Das führte allerdings auch dazu, dass es beim vorläufigen Bericht teilweise weniger konkrete Ergebnisse gab. Die Studentinnen vermuteten aber eine Tendenz. Dazu sagte Studentin Lara Herrlich: „Nach dem, was wir im Laufe der Gespräche gehört haben, liegt die Stärke von Tischlein Deck Dich im Umgang mit ihren Mitarbeitenden und Kundinnen und Kunden“. Besonders überzeugt habe dabei die Teilnahme an Projekten und das gesellschaftliche Engagement für eine nachhaltige Entwicklung im Bereich der Kita- und Schulverpflegung.

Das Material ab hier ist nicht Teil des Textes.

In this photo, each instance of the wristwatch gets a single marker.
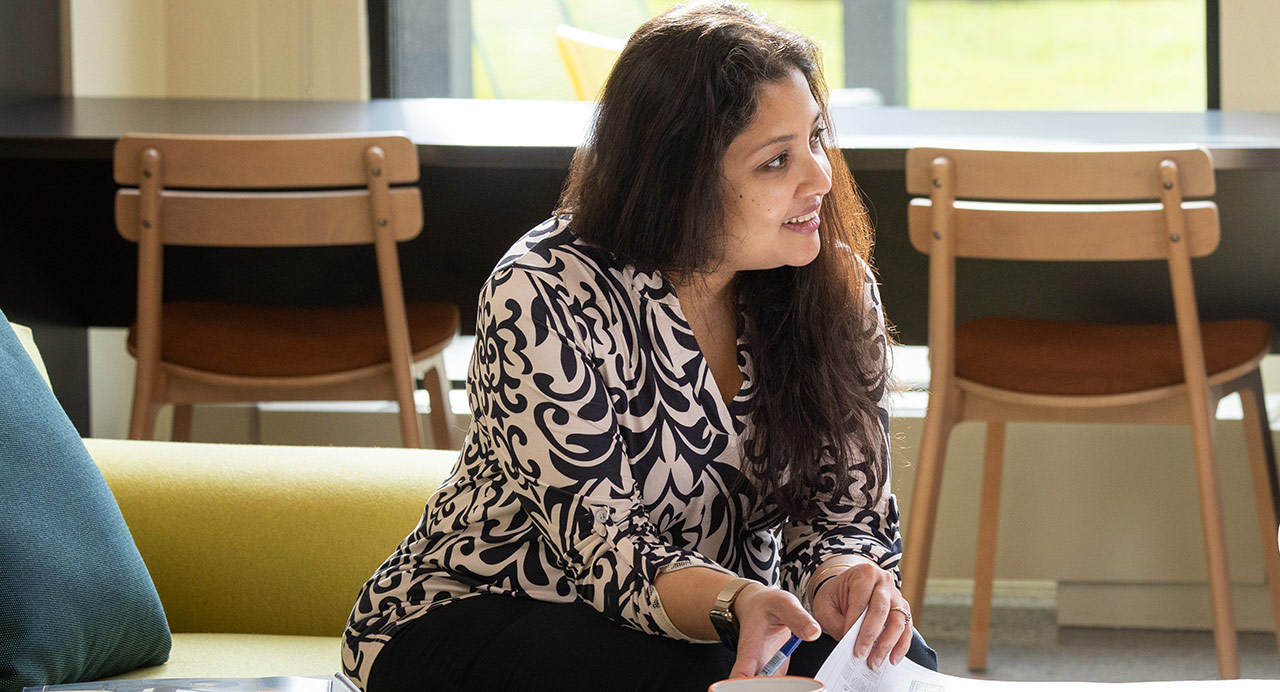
(722, 613)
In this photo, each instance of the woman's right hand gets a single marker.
(766, 619)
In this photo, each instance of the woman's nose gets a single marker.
(817, 179)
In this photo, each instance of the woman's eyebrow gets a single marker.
(784, 137)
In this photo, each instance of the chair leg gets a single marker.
(182, 415)
(1215, 539)
(918, 541)
(411, 430)
(443, 422)
(1266, 490)
(142, 417)
(984, 567)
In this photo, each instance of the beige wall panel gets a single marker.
(280, 31)
(118, 47)
(1249, 54)
(211, 49)
(339, 50)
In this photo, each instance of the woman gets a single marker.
(677, 392)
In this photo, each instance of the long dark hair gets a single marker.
(647, 186)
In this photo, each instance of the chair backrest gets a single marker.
(588, 58)
(266, 191)
(1060, 205)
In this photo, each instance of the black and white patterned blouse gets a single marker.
(600, 454)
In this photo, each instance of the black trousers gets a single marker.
(508, 644)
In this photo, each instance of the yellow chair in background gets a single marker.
(588, 58)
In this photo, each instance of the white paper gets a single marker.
(841, 672)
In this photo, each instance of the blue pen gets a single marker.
(776, 661)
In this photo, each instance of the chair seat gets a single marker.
(274, 342)
(1073, 358)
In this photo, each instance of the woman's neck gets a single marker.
(708, 296)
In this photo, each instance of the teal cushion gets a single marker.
(76, 599)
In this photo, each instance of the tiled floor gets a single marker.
(1027, 645)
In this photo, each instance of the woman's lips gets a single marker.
(805, 223)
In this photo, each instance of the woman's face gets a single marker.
(776, 174)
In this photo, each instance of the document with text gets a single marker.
(841, 672)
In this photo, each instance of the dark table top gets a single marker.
(487, 133)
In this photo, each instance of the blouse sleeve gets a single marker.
(854, 527)
(552, 422)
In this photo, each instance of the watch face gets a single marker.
(726, 626)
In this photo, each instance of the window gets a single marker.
(931, 54)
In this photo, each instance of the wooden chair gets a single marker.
(588, 58)
(1006, 205)
(286, 191)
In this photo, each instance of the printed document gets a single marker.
(844, 673)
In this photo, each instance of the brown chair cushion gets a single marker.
(277, 342)
(1072, 358)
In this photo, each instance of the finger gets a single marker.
(894, 627)
(858, 594)
(873, 623)
(800, 623)
(904, 644)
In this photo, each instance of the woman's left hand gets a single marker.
(865, 587)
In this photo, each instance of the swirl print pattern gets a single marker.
(600, 454)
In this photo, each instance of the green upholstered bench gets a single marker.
(257, 551)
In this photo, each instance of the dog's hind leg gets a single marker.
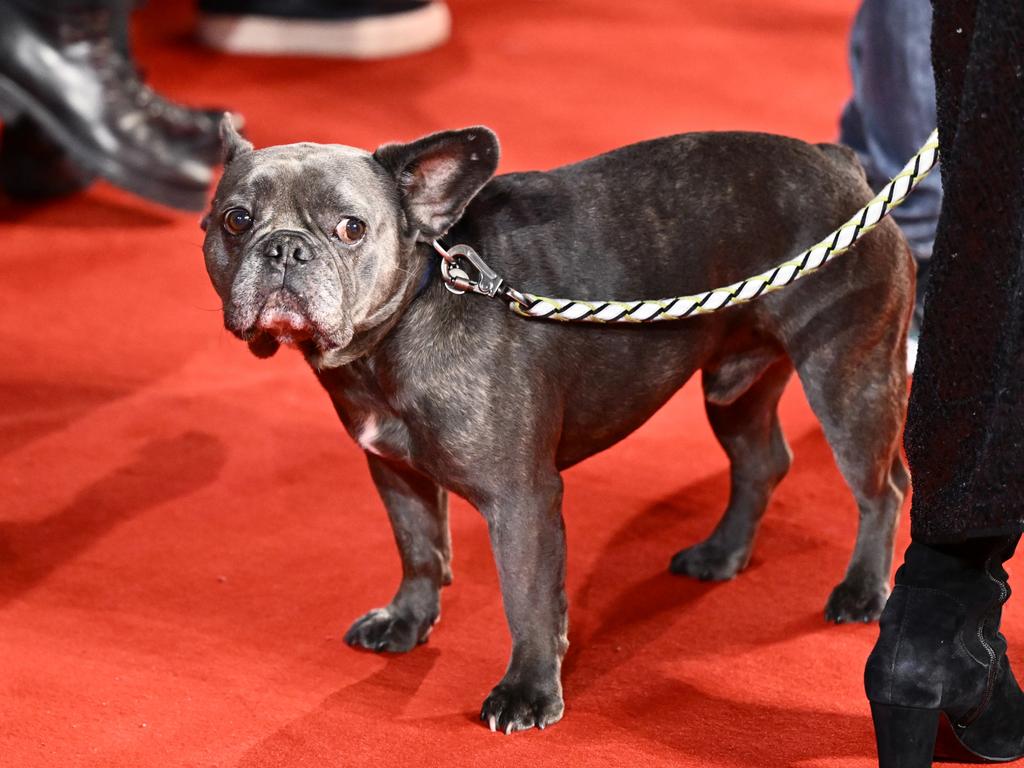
(748, 428)
(418, 510)
(859, 395)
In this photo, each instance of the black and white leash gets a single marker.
(460, 262)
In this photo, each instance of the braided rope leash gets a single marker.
(651, 310)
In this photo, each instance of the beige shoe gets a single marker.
(368, 30)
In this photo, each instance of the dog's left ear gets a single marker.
(439, 174)
(231, 142)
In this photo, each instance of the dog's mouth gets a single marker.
(284, 318)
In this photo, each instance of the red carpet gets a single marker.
(186, 532)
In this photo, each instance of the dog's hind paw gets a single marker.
(519, 707)
(856, 603)
(709, 562)
(388, 630)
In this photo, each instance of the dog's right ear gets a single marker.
(437, 175)
(231, 142)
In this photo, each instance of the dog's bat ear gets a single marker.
(231, 142)
(439, 174)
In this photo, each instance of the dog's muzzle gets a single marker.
(284, 317)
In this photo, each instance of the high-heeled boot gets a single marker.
(940, 667)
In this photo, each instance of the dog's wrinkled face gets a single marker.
(314, 245)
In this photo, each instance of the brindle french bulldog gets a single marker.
(327, 248)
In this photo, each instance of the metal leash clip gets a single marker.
(458, 280)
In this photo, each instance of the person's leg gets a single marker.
(940, 651)
(892, 110)
(890, 115)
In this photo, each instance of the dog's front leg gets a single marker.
(528, 540)
(418, 510)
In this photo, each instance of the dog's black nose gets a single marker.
(290, 248)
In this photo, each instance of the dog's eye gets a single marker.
(351, 230)
(238, 220)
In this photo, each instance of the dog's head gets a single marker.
(314, 245)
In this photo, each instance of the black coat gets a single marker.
(965, 434)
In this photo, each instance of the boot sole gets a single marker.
(14, 101)
(380, 36)
(911, 737)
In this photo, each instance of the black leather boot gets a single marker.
(33, 167)
(62, 68)
(940, 666)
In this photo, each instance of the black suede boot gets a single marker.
(940, 659)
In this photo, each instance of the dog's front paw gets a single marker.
(521, 706)
(388, 630)
(856, 602)
(709, 561)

Auch im Hinblick auf die Organisation des Pilotmoduls wurden Verbesserungsmöglichkeiten deutlich (z.B. im Zeitablauf, bei Absprachen usw.), denn das Pilotvorhaben war neu für alle Beteiligten. Dennoch gehen alle Parteien zufrieden aus dem Prozess. Herr Haas fand hierfür passende Worte: „Wir sind mit dem Prozess sehr zufrieden und würden auch gerne weiter diesen Weg gehen.“. Myriam Schreiber stellte beim letzten Termin fest: „Abschließend kann ich sagen, dass sich trotz anfänglicher Schwierigkeiten bei der Kommunikation eine gute Zusammenarbeit entwickelt hat.“.
Der vorläufige Berichtsentwurf wurde Tischlein Deck Dich bei einer gemeinsamen Abschlussveranstaltung am 19. Februar 2024 übergeben. Mit diesem Berichtsentwurf hat Tischlein Deck Dich nun die Möglichkeit sich auf den weiteren Prozess der Gemeinwohlbilanzierung zu begeben.